In fact, as of mid-July, there had been 1,377 flights total under the agreement, according to a U.S. State Department count. The U.S. had conducted 184 missions over Russia, including both U.S.-only operations and joint missions with friendly nations. Recently there was an American-Canadian mission over far north Russian territory in the Arctic Circle in late July, a State spokesperson said.
Russia has overflown the U.S. 66 times by mid-July. Prior to the D.C. flight, Russian aircraft flew out of McConnell Air Force Base outside Wichita, Kansas.
But tensions between the U.S. and Russia over the Open Skies agreement have been building in recent years. The problem, according to the State Department, is that the Russians are trying to limit where Open Skies aircraft can fly in their territory.
The Russian government has set distance limits to flights over the Kaliningrad Oblast, a non-contiguious section of Russian territory squeezed between Lithuania, Poland and the Baltic Sea. The Russian government also denies permission for Open Skies aircraft to fly within 10 kilometers of the Russian border with what the U.S. calls the Georgian regions of South Ossetia and Abkhazia. The limitations, the U.S. says, are forbidden by the treaty.
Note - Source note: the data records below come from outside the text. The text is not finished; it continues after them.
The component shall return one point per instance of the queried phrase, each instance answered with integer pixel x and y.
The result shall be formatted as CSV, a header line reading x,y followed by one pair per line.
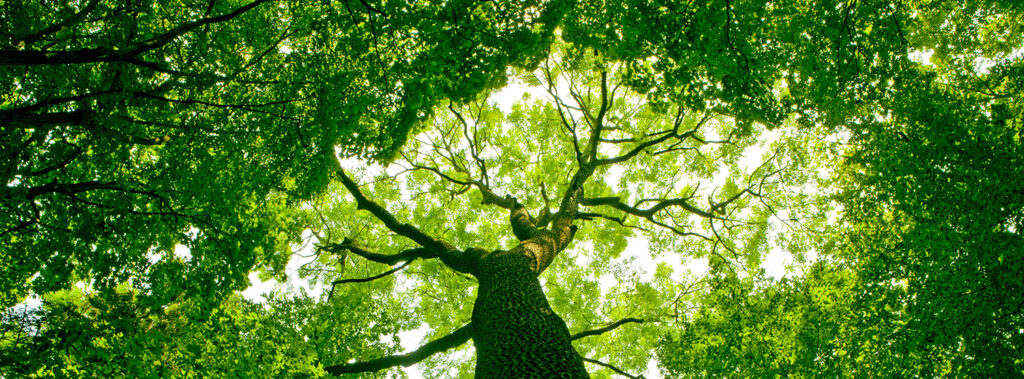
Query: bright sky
x,y
774,263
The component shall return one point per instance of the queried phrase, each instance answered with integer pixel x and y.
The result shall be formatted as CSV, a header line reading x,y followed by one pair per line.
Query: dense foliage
x,y
156,155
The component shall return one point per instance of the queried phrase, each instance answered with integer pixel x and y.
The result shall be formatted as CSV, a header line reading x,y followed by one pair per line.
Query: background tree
x,y
928,250
174,125
131,128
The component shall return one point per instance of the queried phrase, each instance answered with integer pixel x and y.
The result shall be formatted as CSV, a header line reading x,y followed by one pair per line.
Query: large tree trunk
x,y
515,332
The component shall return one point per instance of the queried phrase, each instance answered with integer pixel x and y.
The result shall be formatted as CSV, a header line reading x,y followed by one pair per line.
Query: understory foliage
x,y
158,157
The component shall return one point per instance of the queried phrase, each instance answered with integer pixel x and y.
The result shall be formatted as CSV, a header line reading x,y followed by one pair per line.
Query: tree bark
x,y
515,332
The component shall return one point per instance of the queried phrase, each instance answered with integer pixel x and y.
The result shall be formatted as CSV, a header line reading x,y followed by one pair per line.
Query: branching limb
x,y
450,341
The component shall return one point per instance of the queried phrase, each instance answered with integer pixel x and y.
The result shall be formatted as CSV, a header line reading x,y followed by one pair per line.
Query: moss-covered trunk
x,y
515,332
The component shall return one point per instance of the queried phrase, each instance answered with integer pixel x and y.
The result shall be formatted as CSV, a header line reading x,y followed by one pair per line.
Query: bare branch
x,y
404,255
450,341
365,280
608,328
392,223
612,368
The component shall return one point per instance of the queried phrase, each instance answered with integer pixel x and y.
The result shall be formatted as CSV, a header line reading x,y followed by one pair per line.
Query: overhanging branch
x,y
612,368
392,223
610,327
450,341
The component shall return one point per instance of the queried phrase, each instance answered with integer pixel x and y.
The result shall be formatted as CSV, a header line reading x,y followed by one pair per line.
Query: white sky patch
x,y
258,289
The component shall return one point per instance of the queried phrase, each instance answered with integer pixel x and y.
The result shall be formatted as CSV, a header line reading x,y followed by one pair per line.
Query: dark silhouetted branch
x,y
610,327
450,341
612,368
365,280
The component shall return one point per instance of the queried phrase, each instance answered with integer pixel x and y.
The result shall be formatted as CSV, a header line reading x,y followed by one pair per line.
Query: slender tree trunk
x,y
515,332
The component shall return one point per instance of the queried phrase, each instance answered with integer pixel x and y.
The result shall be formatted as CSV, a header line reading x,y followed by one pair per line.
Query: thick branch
x,y
450,341
612,368
406,255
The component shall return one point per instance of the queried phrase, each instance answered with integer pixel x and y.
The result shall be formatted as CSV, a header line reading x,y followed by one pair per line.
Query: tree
x,y
566,146
131,128
237,145
924,262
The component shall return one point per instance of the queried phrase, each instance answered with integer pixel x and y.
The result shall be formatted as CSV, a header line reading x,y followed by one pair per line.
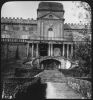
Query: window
x,y
24,36
50,33
5,36
6,27
50,16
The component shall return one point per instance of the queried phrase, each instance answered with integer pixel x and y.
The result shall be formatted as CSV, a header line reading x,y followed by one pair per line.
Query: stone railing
x,y
82,86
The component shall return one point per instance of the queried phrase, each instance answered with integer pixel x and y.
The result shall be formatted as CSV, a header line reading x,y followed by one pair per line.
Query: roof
x,y
50,6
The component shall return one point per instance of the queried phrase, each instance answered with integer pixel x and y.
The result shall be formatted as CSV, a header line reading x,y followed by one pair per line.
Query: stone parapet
x,y
18,20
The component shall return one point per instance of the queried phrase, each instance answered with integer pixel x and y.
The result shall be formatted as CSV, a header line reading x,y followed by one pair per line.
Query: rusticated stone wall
x,y
9,51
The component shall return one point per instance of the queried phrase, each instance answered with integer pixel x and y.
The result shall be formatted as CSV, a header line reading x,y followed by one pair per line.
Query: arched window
x,y
50,16
50,34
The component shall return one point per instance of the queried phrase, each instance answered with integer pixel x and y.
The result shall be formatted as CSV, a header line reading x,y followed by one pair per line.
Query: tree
x,y
86,17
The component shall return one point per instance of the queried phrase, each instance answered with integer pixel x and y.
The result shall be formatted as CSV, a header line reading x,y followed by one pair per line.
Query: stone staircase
x,y
52,75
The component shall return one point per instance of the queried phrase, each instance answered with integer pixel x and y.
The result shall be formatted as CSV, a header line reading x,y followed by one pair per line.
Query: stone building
x,y
47,36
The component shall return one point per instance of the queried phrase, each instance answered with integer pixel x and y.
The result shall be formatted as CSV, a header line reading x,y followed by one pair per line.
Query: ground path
x,y
57,87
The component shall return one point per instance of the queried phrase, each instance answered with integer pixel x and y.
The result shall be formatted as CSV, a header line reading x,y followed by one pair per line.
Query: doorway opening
x,y
50,64
43,49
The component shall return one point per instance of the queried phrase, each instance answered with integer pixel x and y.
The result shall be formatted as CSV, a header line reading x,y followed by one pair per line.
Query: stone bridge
x,y
60,61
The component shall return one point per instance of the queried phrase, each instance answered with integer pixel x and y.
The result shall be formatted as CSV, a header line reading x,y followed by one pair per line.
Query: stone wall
x,y
82,86
9,51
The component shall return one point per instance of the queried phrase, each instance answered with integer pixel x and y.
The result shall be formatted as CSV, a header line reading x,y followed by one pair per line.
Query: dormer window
x,y
50,16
U.S. officials also said in 2014 and 2015, the Russians have interfered with Open Skies operations mid-flight, claiming they have to adjust course due to "force majeure" considerations. The treaty allows for deviations under "force majeure," or an event beyond a state's control, but the U.S. says the Russian government has invoked it for reasons like government VIP movements -- actions that are foreseeable and under the Russian government's control.
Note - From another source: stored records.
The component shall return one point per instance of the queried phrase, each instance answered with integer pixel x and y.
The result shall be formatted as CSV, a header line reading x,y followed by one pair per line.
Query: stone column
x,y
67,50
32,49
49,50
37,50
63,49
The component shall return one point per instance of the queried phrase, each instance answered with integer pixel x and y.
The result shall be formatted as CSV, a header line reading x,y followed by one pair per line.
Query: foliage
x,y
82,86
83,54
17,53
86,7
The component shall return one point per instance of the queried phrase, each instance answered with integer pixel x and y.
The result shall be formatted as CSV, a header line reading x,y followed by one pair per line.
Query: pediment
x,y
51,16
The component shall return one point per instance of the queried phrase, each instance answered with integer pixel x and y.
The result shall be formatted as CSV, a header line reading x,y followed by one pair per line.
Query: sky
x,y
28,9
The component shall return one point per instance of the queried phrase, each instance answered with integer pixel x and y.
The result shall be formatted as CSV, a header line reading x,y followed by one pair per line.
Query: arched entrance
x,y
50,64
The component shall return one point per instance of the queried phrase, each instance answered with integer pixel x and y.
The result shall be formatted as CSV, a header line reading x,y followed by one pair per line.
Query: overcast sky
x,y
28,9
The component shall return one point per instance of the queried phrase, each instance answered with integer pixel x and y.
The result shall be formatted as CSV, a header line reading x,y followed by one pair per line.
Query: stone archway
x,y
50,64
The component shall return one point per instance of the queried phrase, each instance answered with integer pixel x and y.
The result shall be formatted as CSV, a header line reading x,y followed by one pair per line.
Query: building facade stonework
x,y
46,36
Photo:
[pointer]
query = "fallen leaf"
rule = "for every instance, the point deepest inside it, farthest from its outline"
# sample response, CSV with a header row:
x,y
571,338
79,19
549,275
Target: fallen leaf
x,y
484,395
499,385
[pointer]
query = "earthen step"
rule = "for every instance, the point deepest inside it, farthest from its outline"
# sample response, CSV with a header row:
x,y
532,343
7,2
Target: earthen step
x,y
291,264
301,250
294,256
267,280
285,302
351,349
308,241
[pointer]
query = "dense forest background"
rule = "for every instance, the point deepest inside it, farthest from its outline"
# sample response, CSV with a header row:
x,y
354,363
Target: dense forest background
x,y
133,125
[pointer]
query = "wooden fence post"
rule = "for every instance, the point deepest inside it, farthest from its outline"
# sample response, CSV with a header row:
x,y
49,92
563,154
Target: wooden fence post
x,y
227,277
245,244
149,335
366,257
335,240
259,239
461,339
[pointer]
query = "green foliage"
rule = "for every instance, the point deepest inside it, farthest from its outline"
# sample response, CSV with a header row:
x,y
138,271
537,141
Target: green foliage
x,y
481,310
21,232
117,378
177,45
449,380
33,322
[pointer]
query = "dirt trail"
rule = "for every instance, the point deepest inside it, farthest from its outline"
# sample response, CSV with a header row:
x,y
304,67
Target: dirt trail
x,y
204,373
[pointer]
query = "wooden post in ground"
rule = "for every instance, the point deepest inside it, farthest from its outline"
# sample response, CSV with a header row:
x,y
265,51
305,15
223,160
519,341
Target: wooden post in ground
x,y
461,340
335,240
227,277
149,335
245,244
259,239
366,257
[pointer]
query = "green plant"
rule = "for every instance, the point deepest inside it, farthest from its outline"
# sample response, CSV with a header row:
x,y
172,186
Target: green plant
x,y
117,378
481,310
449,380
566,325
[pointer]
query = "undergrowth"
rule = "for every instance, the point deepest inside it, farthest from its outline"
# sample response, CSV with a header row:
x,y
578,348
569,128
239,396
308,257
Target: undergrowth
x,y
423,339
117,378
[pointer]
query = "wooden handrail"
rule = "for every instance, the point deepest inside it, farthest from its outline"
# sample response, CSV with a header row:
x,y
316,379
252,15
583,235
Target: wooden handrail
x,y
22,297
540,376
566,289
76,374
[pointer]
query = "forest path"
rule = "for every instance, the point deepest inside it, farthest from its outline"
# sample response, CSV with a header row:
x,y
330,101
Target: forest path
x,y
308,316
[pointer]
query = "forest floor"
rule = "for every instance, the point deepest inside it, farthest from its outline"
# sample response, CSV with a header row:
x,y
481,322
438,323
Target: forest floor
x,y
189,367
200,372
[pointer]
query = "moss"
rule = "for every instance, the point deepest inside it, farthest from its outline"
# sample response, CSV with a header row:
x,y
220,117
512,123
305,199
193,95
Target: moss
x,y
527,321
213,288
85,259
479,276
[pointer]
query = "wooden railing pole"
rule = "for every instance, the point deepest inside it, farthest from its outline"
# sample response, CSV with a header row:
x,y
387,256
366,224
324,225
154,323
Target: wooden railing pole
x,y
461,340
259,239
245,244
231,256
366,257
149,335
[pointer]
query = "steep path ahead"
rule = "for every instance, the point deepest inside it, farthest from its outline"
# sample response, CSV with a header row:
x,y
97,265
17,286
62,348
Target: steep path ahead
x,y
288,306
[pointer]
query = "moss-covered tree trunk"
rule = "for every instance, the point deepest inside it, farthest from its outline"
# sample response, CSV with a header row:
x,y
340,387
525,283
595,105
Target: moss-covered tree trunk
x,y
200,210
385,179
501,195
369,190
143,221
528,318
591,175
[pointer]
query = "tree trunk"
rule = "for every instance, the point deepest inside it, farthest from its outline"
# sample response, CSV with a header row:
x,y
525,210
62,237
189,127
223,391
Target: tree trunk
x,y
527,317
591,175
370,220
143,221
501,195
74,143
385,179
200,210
"The United States is working with our Allies and partners to encourage Russia to return to full compliance with the Treaty," a State Department spokesperson told Code and Dagger. "We remain committed to the successful operation of the Open Skies Treaty, and we will continue to work in concert with all interested States Parties to improve its overall implementation."
In response to the April State Department report, the Russian Foreign Ministry dismissed what it called "stereotyped allegations" and said the Russian government has "repeatedly provided exhaustive replies to these grievances."
Russia says the flight distance limits for Kaliningrad Oblast were introduced properly and still allow for "effective observation."
As for South Ossetia and Abkhazia, Russia is among a handful of nations that recognize those regions as "independent states" rather than parts of Georgia, and relies on a rule in the Open Skies treaty that does not allow flights within 10 kilometers of the border of states that are not party to the treaty.
The Foreign Ministry's statement did not touch on the alleged abuse of "force majeure," but went on to accuse the U.S. of its own violations. Those included complaints over difficulty in observing American island territories and interests, American opposition to more advanced cameras on Russian aircraft and complaints about restricted airspace in U.S.-allied Turkey.
"The United States, while assuming the right to judge other countries' actions, continues to justify the violations of the Treaty obligations by its close partners and allies," the foreign ministry statement says. "We are seriously concerned about the fact that 'double standards' have become a norm for our American colleagues."